Published in final edited form as: Curr Opin Oncol. 2013 Nov;25(6):630–636. doi: 10.1097/01.cco.0000432527.49984.a3

Metabolic regulation of sirtuins upon fasting and the implication for cancer

Yueming Zhu 1,*, Yufan Yan 1,*, David R Gius 1, Athanassios Vassilopoulos 1
PMCID: PMC5525320  NIHMSID: NIHMS664386  PMID: 24048020

Abstract

Purpose of review

The purpose of this review is to highlight recent studies on mammalian sirtuins that coordinately regulate cellular metabolic homeostasis upon fasting and to summarize the beneficial effects of fasting on carcinogenesis and cancer therapy.

Recent findings

Recent studies have demonstrated that fasting may protect normal cells and mice from the metabolic conditions that are harmful as well as decrease the incidence of carcinogenesis. Fasting could also slow the tumor growth and augment the efficacy of certain systemic agents/chemotherapy drugs in various cancers. The mechanism behind this proposed idea may be due to, at least in some part, the metabolic regulation by sirtuin family proteins whose functions are involved in specific aspects of longevity, stress response and metabolism. Sirtuins, particularly SIRT1 and SIRT3, can be activated by fasting and further exhibit their effects in insulin response, antioxidant defense, and glycolysis. Therefore, sirtuins may have anticancer effects by shifting metabolism to a less proliferative cell phenotype as well as less prone to oxidative stress attack.

Summary

The in-depth understanding of the essential role of sirtuins in the fasting process may have significant implications in developing a new metabolic diagram of cancer prevention or treatment.

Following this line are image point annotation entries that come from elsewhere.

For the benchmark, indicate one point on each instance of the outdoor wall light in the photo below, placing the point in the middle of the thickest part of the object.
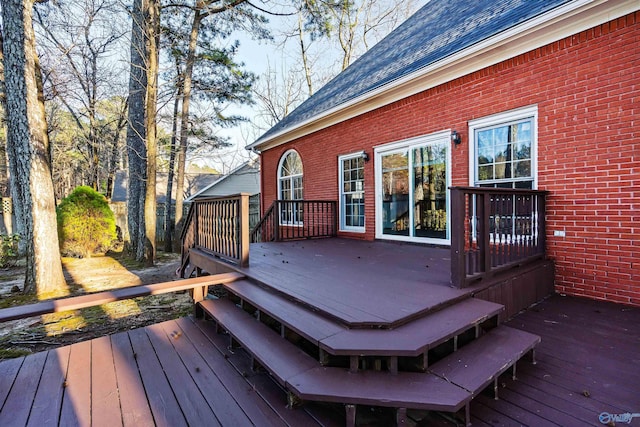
(455, 137)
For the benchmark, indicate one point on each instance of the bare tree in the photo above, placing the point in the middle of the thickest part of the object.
(189, 51)
(28, 149)
(80, 39)
(359, 24)
(141, 129)
(277, 93)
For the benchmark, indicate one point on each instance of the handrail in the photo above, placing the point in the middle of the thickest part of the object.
(297, 219)
(264, 229)
(494, 229)
(220, 226)
(90, 300)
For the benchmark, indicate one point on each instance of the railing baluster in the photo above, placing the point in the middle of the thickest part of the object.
(493, 229)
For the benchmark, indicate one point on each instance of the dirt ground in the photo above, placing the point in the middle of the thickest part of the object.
(84, 276)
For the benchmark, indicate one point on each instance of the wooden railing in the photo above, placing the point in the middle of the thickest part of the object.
(219, 226)
(494, 229)
(297, 219)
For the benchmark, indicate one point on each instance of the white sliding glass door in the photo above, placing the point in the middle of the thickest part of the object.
(412, 197)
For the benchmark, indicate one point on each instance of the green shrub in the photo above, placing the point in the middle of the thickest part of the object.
(86, 224)
(8, 248)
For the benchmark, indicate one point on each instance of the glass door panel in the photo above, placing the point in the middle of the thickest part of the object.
(430, 191)
(395, 194)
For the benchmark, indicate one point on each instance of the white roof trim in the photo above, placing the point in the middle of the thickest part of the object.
(219, 180)
(554, 25)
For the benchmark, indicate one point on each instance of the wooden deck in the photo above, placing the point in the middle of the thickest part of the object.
(183, 373)
(353, 281)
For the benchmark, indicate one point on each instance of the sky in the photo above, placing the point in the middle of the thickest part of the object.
(258, 56)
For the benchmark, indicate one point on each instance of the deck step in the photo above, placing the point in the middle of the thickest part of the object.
(282, 359)
(305, 322)
(402, 390)
(416, 337)
(302, 375)
(410, 339)
(482, 361)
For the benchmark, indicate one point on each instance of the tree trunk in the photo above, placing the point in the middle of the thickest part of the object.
(169, 222)
(150, 210)
(184, 121)
(28, 143)
(136, 131)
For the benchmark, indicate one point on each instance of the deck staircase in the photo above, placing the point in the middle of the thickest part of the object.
(437, 362)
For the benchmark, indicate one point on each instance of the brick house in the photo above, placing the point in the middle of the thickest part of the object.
(517, 94)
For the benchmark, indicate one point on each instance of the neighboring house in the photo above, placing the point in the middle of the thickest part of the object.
(193, 182)
(504, 93)
(243, 179)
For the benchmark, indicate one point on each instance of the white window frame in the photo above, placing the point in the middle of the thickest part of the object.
(295, 221)
(341, 193)
(399, 146)
(506, 117)
(529, 112)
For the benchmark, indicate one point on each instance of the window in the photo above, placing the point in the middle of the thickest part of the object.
(290, 187)
(503, 155)
(351, 192)
(503, 149)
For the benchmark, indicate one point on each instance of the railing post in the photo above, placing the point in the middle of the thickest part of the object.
(458, 270)
(542, 221)
(484, 209)
(196, 219)
(244, 230)
(276, 225)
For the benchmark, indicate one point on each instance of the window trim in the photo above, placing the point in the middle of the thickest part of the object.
(341, 207)
(409, 144)
(295, 221)
(530, 111)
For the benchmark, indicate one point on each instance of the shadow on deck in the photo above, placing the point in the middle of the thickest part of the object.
(183, 373)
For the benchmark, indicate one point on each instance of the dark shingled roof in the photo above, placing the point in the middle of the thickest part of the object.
(438, 30)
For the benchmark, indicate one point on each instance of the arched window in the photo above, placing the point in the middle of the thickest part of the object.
(290, 187)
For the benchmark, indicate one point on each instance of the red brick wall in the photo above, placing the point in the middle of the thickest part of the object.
(587, 88)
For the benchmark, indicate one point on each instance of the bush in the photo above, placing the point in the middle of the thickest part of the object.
(86, 224)
(8, 248)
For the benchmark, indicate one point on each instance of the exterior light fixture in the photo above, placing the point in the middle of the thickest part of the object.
(455, 137)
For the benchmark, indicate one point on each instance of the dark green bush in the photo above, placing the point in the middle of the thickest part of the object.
(8, 248)
(86, 224)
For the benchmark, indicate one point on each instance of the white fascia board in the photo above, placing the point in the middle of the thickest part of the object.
(547, 28)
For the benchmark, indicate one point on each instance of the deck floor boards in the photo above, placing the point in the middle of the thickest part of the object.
(76, 404)
(44, 409)
(321, 273)
(581, 372)
(133, 402)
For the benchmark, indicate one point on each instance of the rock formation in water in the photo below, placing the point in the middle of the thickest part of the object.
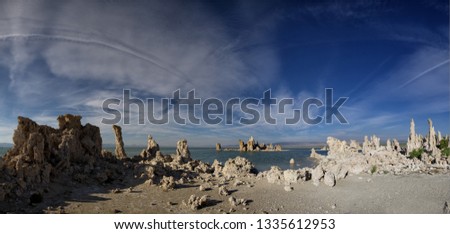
(152, 148)
(218, 147)
(421, 155)
(238, 166)
(314, 154)
(414, 140)
(42, 154)
(253, 145)
(183, 149)
(120, 149)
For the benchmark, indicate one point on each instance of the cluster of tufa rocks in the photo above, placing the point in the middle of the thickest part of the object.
(73, 153)
(42, 154)
(253, 145)
(422, 155)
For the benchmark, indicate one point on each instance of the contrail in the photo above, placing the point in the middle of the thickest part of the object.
(424, 73)
(120, 48)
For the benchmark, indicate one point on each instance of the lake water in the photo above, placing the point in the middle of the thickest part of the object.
(262, 160)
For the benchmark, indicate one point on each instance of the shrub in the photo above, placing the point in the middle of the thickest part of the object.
(417, 153)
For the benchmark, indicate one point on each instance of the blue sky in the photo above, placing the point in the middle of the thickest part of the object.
(391, 59)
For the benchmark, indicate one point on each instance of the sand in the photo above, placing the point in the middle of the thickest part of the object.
(415, 193)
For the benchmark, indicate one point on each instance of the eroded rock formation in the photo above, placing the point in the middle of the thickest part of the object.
(120, 149)
(253, 145)
(42, 154)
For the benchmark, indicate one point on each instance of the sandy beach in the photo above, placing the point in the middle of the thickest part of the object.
(417, 193)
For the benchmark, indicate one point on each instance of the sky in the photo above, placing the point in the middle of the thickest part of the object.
(390, 58)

Keywords: acetylation, acetylome, metabolism, SIRT3, sirtuins

INTRODCUTION

A fundamental observation in oncology is that the rate of malignancies increases significantly as a function of age, suggesting a potential mechanistic link between the cellular processes governing longevity and the development of cancers [1,2]. As such, of particular interest is how does the lifespan of an organism affect the molecular mechanisms of cancer development and can we use our deepening knowledge of aging to enhance prevention or treatment of cancer? It is very well established that there is a fundamental connection between diet and/or caloric intake and aging [35]. Thus, it seems reasonable to propose that there may be a mechanistic connection between diet and/or caloric intake, aging-related cell signaling processes, and the aberrant processes that promote carcinogenesis.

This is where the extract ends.